A patient with a TSH-secreting pituitary adenoma (thyrotropinoma) has elevated TSH, elevated free T4, and elevated free T3. This differs from Graves' disease in that:
- A Graves' disease shows elevated TSH; thyrotropinoma shows suppressed TSH
- B Thyrotropinoma causes T4 elevation without T3 elevation; Graves' disease raises both
- C In thyrotropinoma, TSH is inappropriately elevated (not suppressed) despite elevated thyroid hormones, indicating loss of negative feedback at the pituitary level; in Graves', elevated T4/T3 appropriately suppresses TSH to undetectable levels ✓
- D Thyrotropinoma is associated with anti-TSH receptor antibodies; Graves' disease is not
Explanation
The key distinguishing feature is the TSH level relative to thyroid hormone levels.

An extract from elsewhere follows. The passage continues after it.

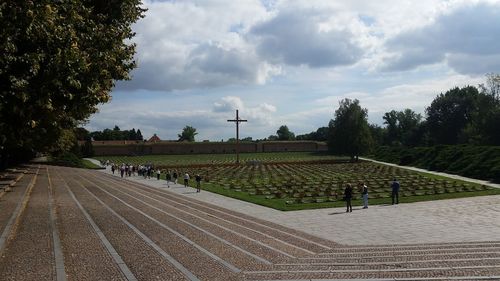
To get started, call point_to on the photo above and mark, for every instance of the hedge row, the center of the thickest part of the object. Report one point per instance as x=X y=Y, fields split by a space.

In Graves' disease (primary hyperthyroidism), elevated T3/T4 normally suppresses pituitary TSH secretion to undetectable levels via negative feedback — TSH is <0.01 mIU/L. In a thyrotropinoma (secondary/central hyperthyroidism), the adenoma secretes TSH autonomously, inappropriately high despite elevated T4/T3 — TSH is normal or elevated (typically 2-10 mIU/L). This 'inappropriate TSH' pattern (elevated TSH with elevated FT4/FT3) is diagnostic of thyrotropinoma. Graves' disease is due to TSH receptor-stimulating antibodies (TRAb), while thyrotropinoma has no TRAb.
Reference: Guyton & Hall, Textbook of Medical Physiology, 14th ed.